Programa não abrange municípios onde as terras estão concentradas nas mãos da Aracruz Celulose, empresas de cana e fazendeiros
Any Cometti, Século Diário
O projeto de legitimação de terras do governo do Estado, por enquanto, agrada aos militantes do Movimento dos Pequenos Agricultores (MPA), mas eles já levantam pontos em que a ação pode perder o foco para o qual foi criada.
De fato, é bom para o pequeno agricultor que suas terras tenham escritura. Sem o registro formal, não é possível participar de programas como o Pronaf (Programa Nacional de Fortalecimento da Agricultura Familiar), Moradia Camponesa e outros relacionados à comercialização da produção.
O que o programa faz é regularizar a situação daqueles que apenas possuíam o registro de compra e venda do imóvel e os torna posseiros legais da terra. Entretanto, a reivindicação é do ano de 2007, ou seja, somente seis anos depois as primeiras ações no Estado começam a ser providenciadas. A primeira delas foi na última sexta-feira (21), em Água Doce do Norte, município do noroeste do Estado com predominância de pequenas propriedades, como aponta Tião Erculino, militante do MPA.
Ele enumera que o programa ainda atenderá aos municípios de Vila Pavão, Barra de São Francisco, Mantenópolis e Ecoporanga. Esse último, sobretudo, tem grandes e frequentes problemas com os latifundiários, que praticam a pecuária extensiva e aos quais, segundo o militante, a regularização não pode atender. Ao invés disso, essas terras, que adotam práticas que vão de encontro às propostas do MPA, devem ser destinadas à reforma agrária.No norte e extremo norte do Estado, onde está a registrada a maior concentração de terras, principalmente pela Aracruz Celulose (Fibria), além de fazendeiros e empresas da monocultura da cana, não há previsão do Estado de identificar as terras devolutas. O que é mais um obstáculo à luta pela recuperação do território quilombola em São Mateus e Conceição da Barra. Apesar de demanda antiga dessas comunidades, o Instituto de Defesa Agropecuária e Florestal (Idaf) não realiza a identificação das terras devolutas, justamente porque elas estão em posse de empresas. Os quilombolas calculam que mais de 50% das terras da comunidade de Linharinho é composta por terras devolutas, em posse da Aracruz.

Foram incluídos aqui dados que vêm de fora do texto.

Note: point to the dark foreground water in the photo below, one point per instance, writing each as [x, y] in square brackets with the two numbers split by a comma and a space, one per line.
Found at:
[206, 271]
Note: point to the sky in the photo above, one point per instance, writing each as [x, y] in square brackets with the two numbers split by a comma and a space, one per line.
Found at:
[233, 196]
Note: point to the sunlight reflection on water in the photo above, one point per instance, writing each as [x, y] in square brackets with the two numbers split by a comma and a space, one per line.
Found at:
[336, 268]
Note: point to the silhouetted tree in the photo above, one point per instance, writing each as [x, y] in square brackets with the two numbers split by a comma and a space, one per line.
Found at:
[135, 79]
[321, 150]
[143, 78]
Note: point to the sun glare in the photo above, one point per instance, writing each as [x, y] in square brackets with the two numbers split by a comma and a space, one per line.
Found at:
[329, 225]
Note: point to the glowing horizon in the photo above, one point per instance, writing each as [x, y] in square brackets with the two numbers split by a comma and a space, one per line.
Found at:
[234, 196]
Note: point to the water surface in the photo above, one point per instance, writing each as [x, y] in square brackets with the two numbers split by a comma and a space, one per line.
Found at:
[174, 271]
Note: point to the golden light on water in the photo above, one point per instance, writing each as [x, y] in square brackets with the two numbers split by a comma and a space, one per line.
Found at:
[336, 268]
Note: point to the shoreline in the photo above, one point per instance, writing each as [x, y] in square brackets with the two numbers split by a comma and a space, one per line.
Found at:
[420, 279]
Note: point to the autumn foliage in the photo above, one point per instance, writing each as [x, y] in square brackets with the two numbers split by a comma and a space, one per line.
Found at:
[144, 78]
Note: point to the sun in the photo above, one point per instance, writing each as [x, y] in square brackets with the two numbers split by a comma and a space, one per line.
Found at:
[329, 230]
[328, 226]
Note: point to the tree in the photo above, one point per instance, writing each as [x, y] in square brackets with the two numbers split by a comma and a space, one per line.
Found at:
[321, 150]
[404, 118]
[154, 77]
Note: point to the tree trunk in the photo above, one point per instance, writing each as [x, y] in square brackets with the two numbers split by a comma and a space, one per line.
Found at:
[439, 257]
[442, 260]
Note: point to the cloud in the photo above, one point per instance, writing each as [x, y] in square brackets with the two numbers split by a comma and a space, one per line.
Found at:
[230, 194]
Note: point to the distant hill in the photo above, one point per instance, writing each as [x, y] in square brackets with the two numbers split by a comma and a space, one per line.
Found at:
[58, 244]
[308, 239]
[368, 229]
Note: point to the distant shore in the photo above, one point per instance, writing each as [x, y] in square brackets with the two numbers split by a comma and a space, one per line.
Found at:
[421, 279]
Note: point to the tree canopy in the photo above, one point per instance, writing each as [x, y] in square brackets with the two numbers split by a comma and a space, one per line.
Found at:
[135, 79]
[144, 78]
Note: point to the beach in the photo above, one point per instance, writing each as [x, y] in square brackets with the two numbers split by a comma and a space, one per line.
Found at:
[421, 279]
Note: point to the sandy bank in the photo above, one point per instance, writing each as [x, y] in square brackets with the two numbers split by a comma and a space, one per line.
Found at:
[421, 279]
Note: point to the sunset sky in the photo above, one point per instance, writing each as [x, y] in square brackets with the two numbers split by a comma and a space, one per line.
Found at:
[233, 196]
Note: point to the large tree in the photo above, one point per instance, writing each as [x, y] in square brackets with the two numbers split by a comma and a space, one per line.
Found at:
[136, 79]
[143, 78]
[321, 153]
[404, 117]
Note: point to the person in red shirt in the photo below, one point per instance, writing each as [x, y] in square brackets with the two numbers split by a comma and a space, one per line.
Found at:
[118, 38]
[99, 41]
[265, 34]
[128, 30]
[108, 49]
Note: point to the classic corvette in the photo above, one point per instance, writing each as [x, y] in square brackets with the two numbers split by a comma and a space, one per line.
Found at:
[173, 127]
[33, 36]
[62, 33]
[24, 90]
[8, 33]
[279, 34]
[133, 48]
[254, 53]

Tião ressalta que o programa só é viabilizado se o poder público, nas instâncias municipal, estadual e federal, se comprometerem com o projeto e desempenharem adequadamente suas funções. É fundamental, para ele, que o governo se atente para a expansão do campo e chame as organizações sociais, a exemplo do MPA, para participarem do processo.
Outra preocupação do militante é sobre a oneração do camponês. “Se o governo só der a escritura e não estiver ciente de que o pequeno agricultor muitas vezes não pode arcar com os custos do cartório, essa transição não será completa”.
O programa que abriu a possibilidade da regularização fundiária surgiu dentro do Ministério do Desenvolvimento Agrário, na Secretaria de Relacionamento Agrário, depois do envio da demanda do MPA referente à mesma questão, em 2007. Nele, é feita a detecção das terras dos municípios, separando-as em terras devolutas, legítimas e do Estado. “Fazendo a leitura da malha fundiária, entendemos que as grandes propriedades devem ser destinadas à reforma agrária”, reforça Tião.
Programa
Segundo o governo, o projeto “Titulação de Terras” integra o Programa Vida no Campo, da Secretaria de Estado da Agricultura, Abastecimento, Aquicultura e Pesca (Seag), e prevê a entrega de dois mil títulos aos posseiros de terras devolutas rurais, com foco na agricultura de base familiar.
Em Água Doce do Norte, até dezembro de 2013, estão prometidos títulos de propriedades a aproximadamente 440 famílias, distribuídas em 6.814 hectares. O trabalho de cadastro dos imóveis já foi concluído em Vila Pavão e está em andamento em Ecoporanga. A previsão é de que sejam beneficiadas, até 2016, mais de 1,6 mil famílias nesses dois municípios, além de Barra de São Francisco e Mantenópolis.